Contudo, dispositivos importantes para a área contratual foram
vetados pela sanção presidencial. Os artigos que foram vetados:
A resilição, resolução e revisão dos contratos
Art. 6º As consequências decorrentes da pandemia do
coronavírus (Covid-19) nas execuções dos contratos, incluídas as previstas no
art. 393 do Código Civil, não terão efeitos jurídicos retroativos.
Art. 7º Não se consideram fatos imprevisíveis, para os fins
exclusivos dos arts. 317, 478, 479 e 480 do Código Civil, o aumento da
inflação, a variação cambial, a desvalorização ou substituição do padrão
monetário.
§ 1° As regras sobre revisão contratual previstas na Lei nº
8.078, de 11 de setembro de 1990 (Código de Defesa do Consumidor) e na lei 8.245, de 18 de outubro de 1991, não se sujeitam ao
disposto no caput deste artigo.
§ 2° Para os fins desta Lei, as normas de proteção ao
consumidor não se aplicam às relações contratuais subordinadas ao Código Civil,
incluindo aquelas estabelecidas exclusivamente entre empresas ou empresários.

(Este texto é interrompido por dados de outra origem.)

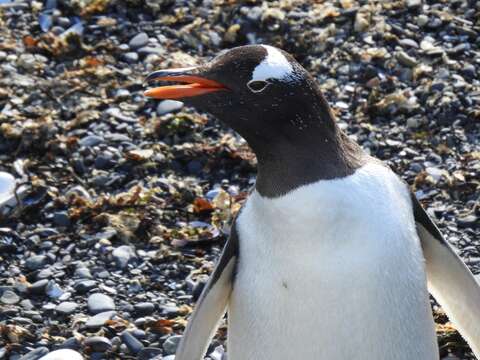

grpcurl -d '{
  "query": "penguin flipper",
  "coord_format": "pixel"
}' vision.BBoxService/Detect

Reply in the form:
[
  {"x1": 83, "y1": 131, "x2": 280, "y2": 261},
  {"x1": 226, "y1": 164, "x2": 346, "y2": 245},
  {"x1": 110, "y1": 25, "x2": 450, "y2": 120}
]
[
  {"x1": 175, "y1": 222, "x2": 238, "y2": 360},
  {"x1": 412, "y1": 194, "x2": 480, "y2": 359}
]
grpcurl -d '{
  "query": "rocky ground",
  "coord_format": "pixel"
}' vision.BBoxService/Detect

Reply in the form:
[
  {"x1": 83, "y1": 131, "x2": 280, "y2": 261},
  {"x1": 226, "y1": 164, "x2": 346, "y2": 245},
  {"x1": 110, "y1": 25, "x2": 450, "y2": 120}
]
[{"x1": 0, "y1": 0, "x2": 480, "y2": 360}]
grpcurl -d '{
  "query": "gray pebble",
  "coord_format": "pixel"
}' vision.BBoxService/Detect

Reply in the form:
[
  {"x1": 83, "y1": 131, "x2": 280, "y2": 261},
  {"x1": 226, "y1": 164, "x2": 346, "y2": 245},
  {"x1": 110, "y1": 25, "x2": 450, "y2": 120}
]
[
  {"x1": 163, "y1": 335, "x2": 182, "y2": 355},
  {"x1": 78, "y1": 135, "x2": 104, "y2": 147},
  {"x1": 122, "y1": 331, "x2": 144, "y2": 354},
  {"x1": 112, "y1": 245, "x2": 135, "y2": 269},
  {"x1": 0, "y1": 290, "x2": 20, "y2": 305},
  {"x1": 87, "y1": 293, "x2": 115, "y2": 314},
  {"x1": 157, "y1": 100, "x2": 183, "y2": 116},
  {"x1": 85, "y1": 311, "x2": 117, "y2": 330},
  {"x1": 128, "y1": 32, "x2": 148, "y2": 50},
  {"x1": 19, "y1": 346, "x2": 48, "y2": 360},
  {"x1": 55, "y1": 301, "x2": 78, "y2": 315},
  {"x1": 25, "y1": 255, "x2": 48, "y2": 271},
  {"x1": 83, "y1": 336, "x2": 112, "y2": 353}
]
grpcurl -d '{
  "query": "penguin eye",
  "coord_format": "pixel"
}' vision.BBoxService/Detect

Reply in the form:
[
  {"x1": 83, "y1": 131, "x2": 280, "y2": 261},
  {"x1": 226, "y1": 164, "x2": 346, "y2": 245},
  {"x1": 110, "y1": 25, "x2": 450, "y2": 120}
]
[{"x1": 247, "y1": 80, "x2": 270, "y2": 92}]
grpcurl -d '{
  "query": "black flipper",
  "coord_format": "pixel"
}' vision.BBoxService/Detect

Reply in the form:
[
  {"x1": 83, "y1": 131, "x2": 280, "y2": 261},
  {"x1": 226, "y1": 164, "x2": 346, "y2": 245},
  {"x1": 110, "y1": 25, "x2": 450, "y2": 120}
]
[
  {"x1": 175, "y1": 221, "x2": 238, "y2": 360},
  {"x1": 411, "y1": 194, "x2": 480, "y2": 359}
]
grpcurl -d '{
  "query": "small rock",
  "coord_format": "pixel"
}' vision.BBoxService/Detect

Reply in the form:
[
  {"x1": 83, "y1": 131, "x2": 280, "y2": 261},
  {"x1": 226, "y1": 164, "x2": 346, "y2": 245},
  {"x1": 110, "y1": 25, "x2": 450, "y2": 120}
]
[
  {"x1": 39, "y1": 349, "x2": 83, "y2": 360},
  {"x1": 157, "y1": 100, "x2": 183, "y2": 116},
  {"x1": 55, "y1": 301, "x2": 78, "y2": 315},
  {"x1": 112, "y1": 245, "x2": 136, "y2": 269},
  {"x1": 397, "y1": 51, "x2": 417, "y2": 67},
  {"x1": 87, "y1": 293, "x2": 115, "y2": 314},
  {"x1": 25, "y1": 255, "x2": 48, "y2": 271},
  {"x1": 163, "y1": 335, "x2": 182, "y2": 355},
  {"x1": 19, "y1": 346, "x2": 49, "y2": 360},
  {"x1": 134, "y1": 302, "x2": 155, "y2": 316},
  {"x1": 122, "y1": 52, "x2": 138, "y2": 64},
  {"x1": 122, "y1": 331, "x2": 143, "y2": 354},
  {"x1": 52, "y1": 211, "x2": 71, "y2": 227},
  {"x1": 28, "y1": 279, "x2": 48, "y2": 295},
  {"x1": 128, "y1": 32, "x2": 148, "y2": 50},
  {"x1": 0, "y1": 290, "x2": 20, "y2": 305},
  {"x1": 78, "y1": 135, "x2": 104, "y2": 147},
  {"x1": 137, "y1": 347, "x2": 163, "y2": 360},
  {"x1": 73, "y1": 280, "x2": 97, "y2": 294},
  {"x1": 85, "y1": 311, "x2": 117, "y2": 330},
  {"x1": 83, "y1": 336, "x2": 112, "y2": 352}
]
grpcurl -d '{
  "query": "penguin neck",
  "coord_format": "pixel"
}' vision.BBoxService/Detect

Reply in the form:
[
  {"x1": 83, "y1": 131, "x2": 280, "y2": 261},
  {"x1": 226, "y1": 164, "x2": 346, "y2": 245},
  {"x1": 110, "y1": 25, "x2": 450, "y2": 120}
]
[{"x1": 251, "y1": 99, "x2": 366, "y2": 198}]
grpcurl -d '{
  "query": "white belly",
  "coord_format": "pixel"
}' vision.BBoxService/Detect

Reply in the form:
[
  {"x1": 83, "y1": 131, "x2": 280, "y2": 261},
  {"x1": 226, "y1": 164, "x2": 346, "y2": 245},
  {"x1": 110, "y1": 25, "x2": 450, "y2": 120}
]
[{"x1": 228, "y1": 165, "x2": 439, "y2": 360}]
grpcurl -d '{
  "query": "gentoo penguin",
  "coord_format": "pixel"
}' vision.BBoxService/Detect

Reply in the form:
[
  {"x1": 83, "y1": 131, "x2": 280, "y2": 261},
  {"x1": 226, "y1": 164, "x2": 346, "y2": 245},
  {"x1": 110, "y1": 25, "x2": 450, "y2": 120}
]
[{"x1": 145, "y1": 45, "x2": 480, "y2": 360}]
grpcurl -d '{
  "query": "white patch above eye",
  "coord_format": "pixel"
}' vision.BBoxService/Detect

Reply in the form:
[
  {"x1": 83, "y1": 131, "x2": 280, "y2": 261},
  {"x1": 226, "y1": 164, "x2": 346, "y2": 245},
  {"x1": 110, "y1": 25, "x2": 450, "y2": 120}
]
[{"x1": 251, "y1": 45, "x2": 295, "y2": 81}]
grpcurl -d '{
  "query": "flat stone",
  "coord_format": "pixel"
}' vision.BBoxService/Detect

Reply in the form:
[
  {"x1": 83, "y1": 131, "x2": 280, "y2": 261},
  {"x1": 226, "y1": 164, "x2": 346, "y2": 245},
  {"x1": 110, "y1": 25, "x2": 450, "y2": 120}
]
[
  {"x1": 55, "y1": 301, "x2": 78, "y2": 315},
  {"x1": 78, "y1": 135, "x2": 104, "y2": 147},
  {"x1": 28, "y1": 279, "x2": 48, "y2": 295},
  {"x1": 83, "y1": 336, "x2": 112, "y2": 352},
  {"x1": 19, "y1": 346, "x2": 49, "y2": 360},
  {"x1": 163, "y1": 335, "x2": 182, "y2": 355},
  {"x1": 25, "y1": 255, "x2": 48, "y2": 271},
  {"x1": 87, "y1": 293, "x2": 115, "y2": 314},
  {"x1": 112, "y1": 245, "x2": 135, "y2": 269},
  {"x1": 85, "y1": 311, "x2": 117, "y2": 330},
  {"x1": 137, "y1": 347, "x2": 163, "y2": 360},
  {"x1": 157, "y1": 100, "x2": 183, "y2": 116},
  {"x1": 39, "y1": 349, "x2": 83, "y2": 360},
  {"x1": 0, "y1": 290, "x2": 20, "y2": 305},
  {"x1": 122, "y1": 331, "x2": 144, "y2": 354},
  {"x1": 128, "y1": 32, "x2": 148, "y2": 50}
]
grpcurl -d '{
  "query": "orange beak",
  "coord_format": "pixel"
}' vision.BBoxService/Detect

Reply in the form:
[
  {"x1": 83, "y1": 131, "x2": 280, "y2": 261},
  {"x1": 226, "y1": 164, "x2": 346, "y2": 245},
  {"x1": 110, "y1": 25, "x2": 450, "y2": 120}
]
[{"x1": 144, "y1": 68, "x2": 227, "y2": 99}]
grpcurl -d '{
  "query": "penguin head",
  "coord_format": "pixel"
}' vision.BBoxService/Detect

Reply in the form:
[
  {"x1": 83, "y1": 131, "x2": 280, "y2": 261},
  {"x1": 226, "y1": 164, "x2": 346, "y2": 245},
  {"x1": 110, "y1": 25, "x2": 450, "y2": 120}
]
[{"x1": 145, "y1": 45, "x2": 330, "y2": 150}]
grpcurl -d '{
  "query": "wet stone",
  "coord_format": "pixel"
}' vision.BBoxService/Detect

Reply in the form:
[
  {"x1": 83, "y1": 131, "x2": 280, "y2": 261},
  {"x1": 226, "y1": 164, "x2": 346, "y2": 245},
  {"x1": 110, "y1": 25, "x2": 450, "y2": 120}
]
[
  {"x1": 55, "y1": 301, "x2": 78, "y2": 315},
  {"x1": 122, "y1": 331, "x2": 143, "y2": 354},
  {"x1": 25, "y1": 255, "x2": 48, "y2": 271},
  {"x1": 19, "y1": 347, "x2": 48, "y2": 360},
  {"x1": 83, "y1": 336, "x2": 112, "y2": 353},
  {"x1": 0, "y1": 290, "x2": 20, "y2": 305},
  {"x1": 85, "y1": 311, "x2": 117, "y2": 329},
  {"x1": 128, "y1": 32, "x2": 148, "y2": 50},
  {"x1": 163, "y1": 335, "x2": 182, "y2": 355},
  {"x1": 87, "y1": 293, "x2": 115, "y2": 314}
]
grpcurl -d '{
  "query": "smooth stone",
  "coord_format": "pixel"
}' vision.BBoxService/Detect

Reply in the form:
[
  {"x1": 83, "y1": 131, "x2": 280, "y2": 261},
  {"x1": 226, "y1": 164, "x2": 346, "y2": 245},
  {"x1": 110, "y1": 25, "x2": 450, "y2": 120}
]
[
  {"x1": 122, "y1": 52, "x2": 138, "y2": 64},
  {"x1": 112, "y1": 245, "x2": 136, "y2": 269},
  {"x1": 87, "y1": 293, "x2": 115, "y2": 314},
  {"x1": 52, "y1": 211, "x2": 71, "y2": 227},
  {"x1": 157, "y1": 100, "x2": 183, "y2": 116},
  {"x1": 128, "y1": 32, "x2": 148, "y2": 50},
  {"x1": 39, "y1": 349, "x2": 83, "y2": 360},
  {"x1": 78, "y1": 135, "x2": 104, "y2": 147},
  {"x1": 28, "y1": 279, "x2": 48, "y2": 295},
  {"x1": 83, "y1": 336, "x2": 112, "y2": 352},
  {"x1": 73, "y1": 280, "x2": 97, "y2": 294},
  {"x1": 137, "y1": 347, "x2": 163, "y2": 360},
  {"x1": 85, "y1": 311, "x2": 117, "y2": 329},
  {"x1": 0, "y1": 171, "x2": 15, "y2": 207},
  {"x1": 133, "y1": 302, "x2": 155, "y2": 316},
  {"x1": 122, "y1": 331, "x2": 144, "y2": 354},
  {"x1": 25, "y1": 255, "x2": 48, "y2": 271},
  {"x1": 163, "y1": 335, "x2": 182, "y2": 355},
  {"x1": 0, "y1": 290, "x2": 20, "y2": 305},
  {"x1": 19, "y1": 346, "x2": 49, "y2": 360},
  {"x1": 55, "y1": 301, "x2": 78, "y2": 315}
]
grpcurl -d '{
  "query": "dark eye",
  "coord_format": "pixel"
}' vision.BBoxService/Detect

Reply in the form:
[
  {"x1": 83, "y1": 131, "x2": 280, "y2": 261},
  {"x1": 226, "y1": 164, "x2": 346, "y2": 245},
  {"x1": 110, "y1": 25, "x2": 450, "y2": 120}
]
[{"x1": 247, "y1": 80, "x2": 270, "y2": 92}]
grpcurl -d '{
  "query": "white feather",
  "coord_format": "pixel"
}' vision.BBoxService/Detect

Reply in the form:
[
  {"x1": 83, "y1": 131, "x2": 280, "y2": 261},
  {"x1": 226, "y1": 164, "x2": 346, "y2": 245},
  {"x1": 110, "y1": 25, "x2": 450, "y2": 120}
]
[
  {"x1": 251, "y1": 45, "x2": 294, "y2": 81},
  {"x1": 228, "y1": 164, "x2": 439, "y2": 360}
]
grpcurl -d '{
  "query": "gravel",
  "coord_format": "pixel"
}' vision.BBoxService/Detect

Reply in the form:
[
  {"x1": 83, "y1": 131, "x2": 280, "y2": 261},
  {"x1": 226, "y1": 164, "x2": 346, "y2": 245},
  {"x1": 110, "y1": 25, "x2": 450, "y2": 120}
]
[{"x1": 0, "y1": 0, "x2": 480, "y2": 360}]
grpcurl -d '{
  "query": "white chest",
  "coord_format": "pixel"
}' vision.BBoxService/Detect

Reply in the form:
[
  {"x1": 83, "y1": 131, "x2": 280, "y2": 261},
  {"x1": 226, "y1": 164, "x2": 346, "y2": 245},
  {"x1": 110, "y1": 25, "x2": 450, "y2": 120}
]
[{"x1": 229, "y1": 165, "x2": 438, "y2": 360}]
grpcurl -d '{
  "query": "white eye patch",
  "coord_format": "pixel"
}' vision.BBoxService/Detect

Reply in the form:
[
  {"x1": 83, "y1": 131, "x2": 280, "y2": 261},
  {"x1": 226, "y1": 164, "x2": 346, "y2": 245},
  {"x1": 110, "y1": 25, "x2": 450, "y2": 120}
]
[{"x1": 250, "y1": 45, "x2": 295, "y2": 81}]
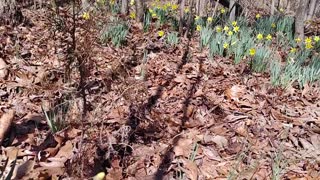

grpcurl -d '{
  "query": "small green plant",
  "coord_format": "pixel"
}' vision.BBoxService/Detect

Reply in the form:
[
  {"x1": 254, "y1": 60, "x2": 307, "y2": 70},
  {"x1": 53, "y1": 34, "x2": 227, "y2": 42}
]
[
  {"x1": 167, "y1": 32, "x2": 179, "y2": 46},
  {"x1": 100, "y1": 19, "x2": 129, "y2": 47},
  {"x1": 270, "y1": 60, "x2": 281, "y2": 86},
  {"x1": 41, "y1": 101, "x2": 69, "y2": 133},
  {"x1": 200, "y1": 26, "x2": 213, "y2": 49}
]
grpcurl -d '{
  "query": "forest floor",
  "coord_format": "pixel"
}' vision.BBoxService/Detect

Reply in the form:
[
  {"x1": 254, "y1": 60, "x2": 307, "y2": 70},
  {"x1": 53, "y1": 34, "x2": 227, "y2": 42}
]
[{"x1": 0, "y1": 4, "x2": 320, "y2": 180}]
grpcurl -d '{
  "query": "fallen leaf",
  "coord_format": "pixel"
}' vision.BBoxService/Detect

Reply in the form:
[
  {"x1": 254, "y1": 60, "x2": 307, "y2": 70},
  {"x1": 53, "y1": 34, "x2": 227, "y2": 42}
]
[
  {"x1": 173, "y1": 138, "x2": 192, "y2": 157},
  {"x1": 0, "y1": 110, "x2": 15, "y2": 145},
  {"x1": 13, "y1": 160, "x2": 35, "y2": 179},
  {"x1": 225, "y1": 85, "x2": 246, "y2": 102},
  {"x1": 0, "y1": 58, "x2": 8, "y2": 79},
  {"x1": 203, "y1": 135, "x2": 228, "y2": 149}
]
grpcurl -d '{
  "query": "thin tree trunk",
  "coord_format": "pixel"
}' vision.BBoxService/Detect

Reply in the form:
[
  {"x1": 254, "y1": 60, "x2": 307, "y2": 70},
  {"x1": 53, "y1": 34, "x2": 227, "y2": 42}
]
[
  {"x1": 179, "y1": 0, "x2": 186, "y2": 34},
  {"x1": 136, "y1": 0, "x2": 144, "y2": 22},
  {"x1": 0, "y1": 0, "x2": 23, "y2": 25},
  {"x1": 271, "y1": 0, "x2": 276, "y2": 16},
  {"x1": 295, "y1": 0, "x2": 309, "y2": 39},
  {"x1": 121, "y1": 0, "x2": 129, "y2": 15},
  {"x1": 229, "y1": 0, "x2": 236, "y2": 21},
  {"x1": 307, "y1": 0, "x2": 319, "y2": 20},
  {"x1": 199, "y1": 0, "x2": 207, "y2": 17}
]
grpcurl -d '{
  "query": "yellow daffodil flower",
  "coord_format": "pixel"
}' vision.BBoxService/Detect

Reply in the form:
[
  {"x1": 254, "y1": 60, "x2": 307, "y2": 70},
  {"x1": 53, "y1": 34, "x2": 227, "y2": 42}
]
[
  {"x1": 223, "y1": 26, "x2": 229, "y2": 32},
  {"x1": 266, "y1": 34, "x2": 272, "y2": 41},
  {"x1": 130, "y1": 12, "x2": 136, "y2": 19},
  {"x1": 220, "y1": 8, "x2": 226, "y2": 14},
  {"x1": 257, "y1": 33, "x2": 263, "y2": 40},
  {"x1": 92, "y1": 172, "x2": 106, "y2": 180},
  {"x1": 249, "y1": 48, "x2": 256, "y2": 56},
  {"x1": 171, "y1": 4, "x2": 179, "y2": 11},
  {"x1": 82, "y1": 12, "x2": 90, "y2": 20},
  {"x1": 151, "y1": 13, "x2": 157, "y2": 18},
  {"x1": 130, "y1": 0, "x2": 134, "y2": 6},
  {"x1": 306, "y1": 43, "x2": 313, "y2": 49},
  {"x1": 256, "y1": 13, "x2": 261, "y2": 19},
  {"x1": 223, "y1": 43, "x2": 229, "y2": 49},
  {"x1": 290, "y1": 48, "x2": 297, "y2": 53},
  {"x1": 232, "y1": 21, "x2": 238, "y2": 27},
  {"x1": 304, "y1": 37, "x2": 312, "y2": 44},
  {"x1": 196, "y1": 25, "x2": 201, "y2": 31},
  {"x1": 216, "y1": 26, "x2": 222, "y2": 32},
  {"x1": 158, "y1": 31, "x2": 164, "y2": 37},
  {"x1": 233, "y1": 26, "x2": 240, "y2": 33}
]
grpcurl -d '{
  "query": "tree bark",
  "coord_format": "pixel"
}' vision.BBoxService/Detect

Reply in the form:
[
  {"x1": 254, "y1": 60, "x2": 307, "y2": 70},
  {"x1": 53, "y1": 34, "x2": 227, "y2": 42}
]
[
  {"x1": 121, "y1": 0, "x2": 129, "y2": 15},
  {"x1": 0, "y1": 0, "x2": 23, "y2": 25},
  {"x1": 271, "y1": 0, "x2": 276, "y2": 16},
  {"x1": 295, "y1": 0, "x2": 309, "y2": 39},
  {"x1": 307, "y1": 0, "x2": 319, "y2": 20},
  {"x1": 229, "y1": 0, "x2": 236, "y2": 21},
  {"x1": 136, "y1": 0, "x2": 144, "y2": 22},
  {"x1": 199, "y1": 0, "x2": 207, "y2": 17},
  {"x1": 179, "y1": 0, "x2": 186, "y2": 34}
]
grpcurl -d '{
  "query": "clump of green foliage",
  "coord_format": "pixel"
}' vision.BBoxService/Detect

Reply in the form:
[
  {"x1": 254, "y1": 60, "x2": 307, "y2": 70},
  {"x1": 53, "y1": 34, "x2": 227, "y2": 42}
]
[{"x1": 100, "y1": 18, "x2": 129, "y2": 47}]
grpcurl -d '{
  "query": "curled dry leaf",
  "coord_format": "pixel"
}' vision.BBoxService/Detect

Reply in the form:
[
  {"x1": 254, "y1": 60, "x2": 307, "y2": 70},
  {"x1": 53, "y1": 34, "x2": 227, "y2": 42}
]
[
  {"x1": 0, "y1": 110, "x2": 15, "y2": 145},
  {"x1": 225, "y1": 85, "x2": 246, "y2": 101},
  {"x1": 0, "y1": 58, "x2": 8, "y2": 79}
]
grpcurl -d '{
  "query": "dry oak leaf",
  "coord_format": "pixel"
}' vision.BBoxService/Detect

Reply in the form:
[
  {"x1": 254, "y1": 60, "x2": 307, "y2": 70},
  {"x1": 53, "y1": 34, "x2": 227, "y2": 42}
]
[
  {"x1": 225, "y1": 85, "x2": 246, "y2": 102},
  {"x1": 0, "y1": 110, "x2": 15, "y2": 145},
  {"x1": 0, "y1": 58, "x2": 8, "y2": 79}
]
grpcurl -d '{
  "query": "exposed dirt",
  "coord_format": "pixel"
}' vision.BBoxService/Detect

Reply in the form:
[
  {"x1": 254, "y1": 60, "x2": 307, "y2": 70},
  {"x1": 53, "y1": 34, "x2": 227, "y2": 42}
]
[{"x1": 0, "y1": 4, "x2": 320, "y2": 180}]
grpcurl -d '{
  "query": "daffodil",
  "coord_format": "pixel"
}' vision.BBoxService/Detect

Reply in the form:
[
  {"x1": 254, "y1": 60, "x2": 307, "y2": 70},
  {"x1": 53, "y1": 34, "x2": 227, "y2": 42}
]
[
  {"x1": 295, "y1": 38, "x2": 301, "y2": 43},
  {"x1": 223, "y1": 26, "x2": 229, "y2": 32},
  {"x1": 171, "y1": 4, "x2": 179, "y2": 10},
  {"x1": 306, "y1": 43, "x2": 313, "y2": 49},
  {"x1": 257, "y1": 33, "x2": 263, "y2": 40},
  {"x1": 216, "y1": 26, "x2": 222, "y2": 32},
  {"x1": 232, "y1": 21, "x2": 238, "y2": 27},
  {"x1": 196, "y1": 25, "x2": 201, "y2": 31},
  {"x1": 130, "y1": 12, "x2": 136, "y2": 19},
  {"x1": 249, "y1": 48, "x2": 256, "y2": 56},
  {"x1": 256, "y1": 13, "x2": 261, "y2": 19},
  {"x1": 220, "y1": 8, "x2": 226, "y2": 14},
  {"x1": 304, "y1": 37, "x2": 312, "y2": 44},
  {"x1": 82, "y1": 12, "x2": 90, "y2": 20},
  {"x1": 266, "y1": 34, "x2": 272, "y2": 41},
  {"x1": 158, "y1": 31, "x2": 164, "y2": 37},
  {"x1": 223, "y1": 43, "x2": 229, "y2": 49},
  {"x1": 233, "y1": 26, "x2": 240, "y2": 33},
  {"x1": 290, "y1": 48, "x2": 297, "y2": 53}
]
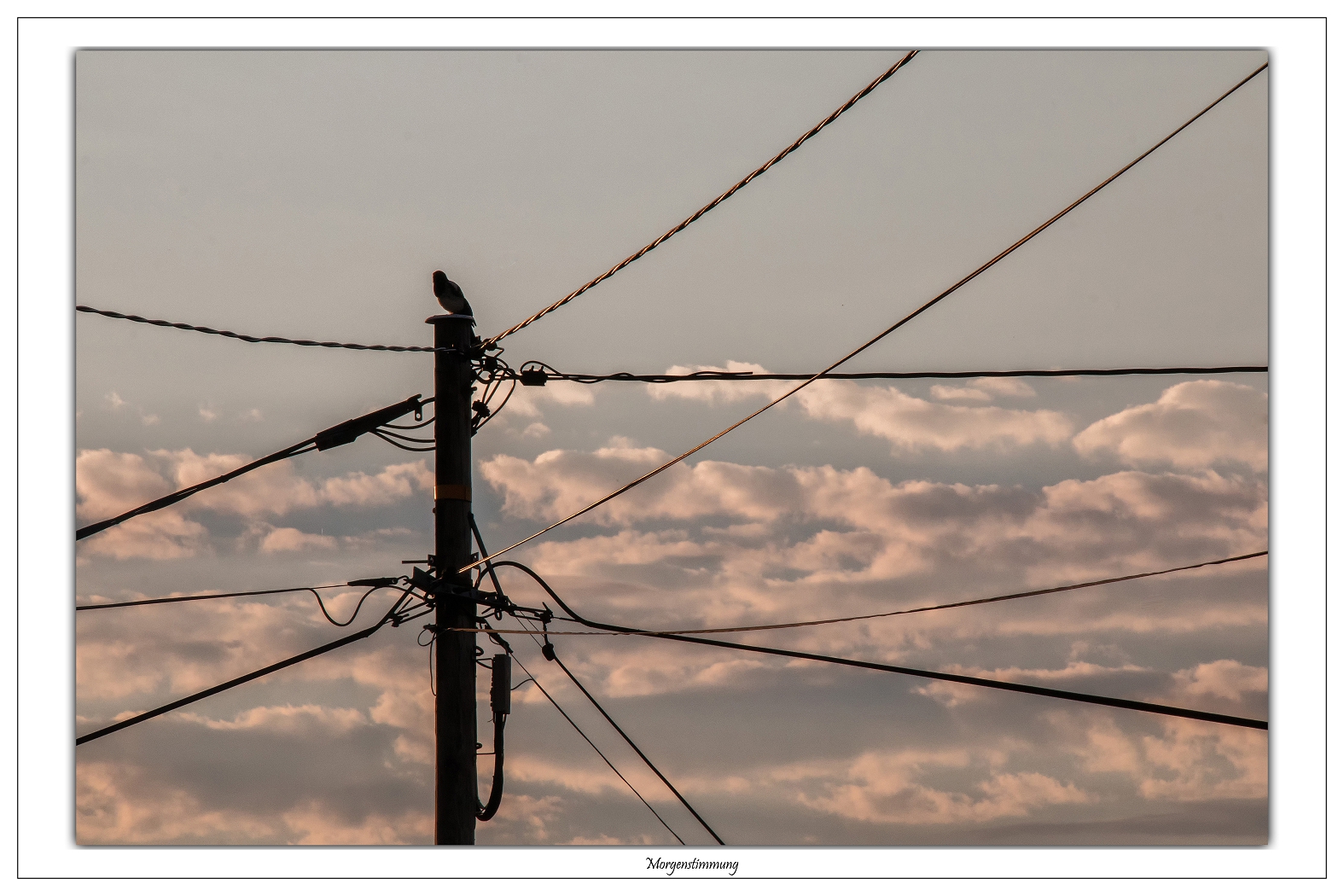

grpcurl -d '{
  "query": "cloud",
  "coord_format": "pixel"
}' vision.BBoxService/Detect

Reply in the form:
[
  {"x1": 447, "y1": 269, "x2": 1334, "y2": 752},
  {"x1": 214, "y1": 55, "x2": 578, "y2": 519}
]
[
  {"x1": 800, "y1": 751, "x2": 1097, "y2": 825},
  {"x1": 792, "y1": 381, "x2": 1073, "y2": 453},
  {"x1": 261, "y1": 528, "x2": 336, "y2": 554},
  {"x1": 78, "y1": 508, "x2": 210, "y2": 560},
  {"x1": 498, "y1": 381, "x2": 594, "y2": 419},
  {"x1": 1073, "y1": 381, "x2": 1269, "y2": 470},
  {"x1": 928, "y1": 383, "x2": 989, "y2": 402},
  {"x1": 928, "y1": 376, "x2": 1036, "y2": 402},
  {"x1": 643, "y1": 361, "x2": 797, "y2": 404},
  {"x1": 75, "y1": 449, "x2": 173, "y2": 520},
  {"x1": 1176, "y1": 660, "x2": 1269, "y2": 702},
  {"x1": 75, "y1": 449, "x2": 434, "y2": 559},
  {"x1": 645, "y1": 361, "x2": 1073, "y2": 453}
]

As razões do veto Presidencial para os artigos 6º e 7º foram
que “a propositura legislativa, contraria o interesse público, uma vez que o
ordenamento jurídico brasileiro já dispõe de mecanismos apropriados para
modulação das obrigações contratuais em situação excepcionais, tais como os
institutos da força maior e do caso fortuito e teorias da imprevisão e da
onerosidade excessiva”.
Entretanto, a redação dos artigos 6º e 7º proposta estava na
linha da Lei da Liberdade Econômica de menor intervenção
judicial nas relações contratuais privadas e privilegia o princípio de que os
contratos celebrados devem ser cumpridos ao excluir da possibilidade de
rescisão ou revisão o aumento da inflação, a variação cambial, a desvalorização
ou substituição do padrão monetário.
Neste contexto legal com o veto dos artigos acima, sob o
argumento de que a pandemia da covid-19 é um fato imprevisível e que alterou a
base do negócio, é possível a um dos contratantes seguir duas alternativas: (I)
renegociar o valor e as condições do contrato (artigo 317 do Código Civil1) ou (II)
requerer a rescisão do contrato, sem a incidência de multa contratual (artigos
478, 479 e 480 do Código Civil2).
E por que a pandemia pode ser considerada um fato
imprevisível? Porque no momento da negociação do contrato as bases negociais
foram livremente pactuadas entre as partes e, no decorrer do cumprimento do
contrato, a pandemia, a decretação de calamidade pública pelo Governo Federal e
pelo Governo Estadual e as restrições governamentais para o exercício das
atividades empresariais impactaram os negócios das partes, levando à uma
mudança drástica na situação econômico-financeira de uma das partes.
Logo, é possível a uma das partes requerer a revisão do
contrato objetivando o reequilíbrio das condições comerciais devido à pandemia
do Covid-19 para readequar os termos contratuais à nova realidade para se
alcançar o reequilíbrio econômico das partes.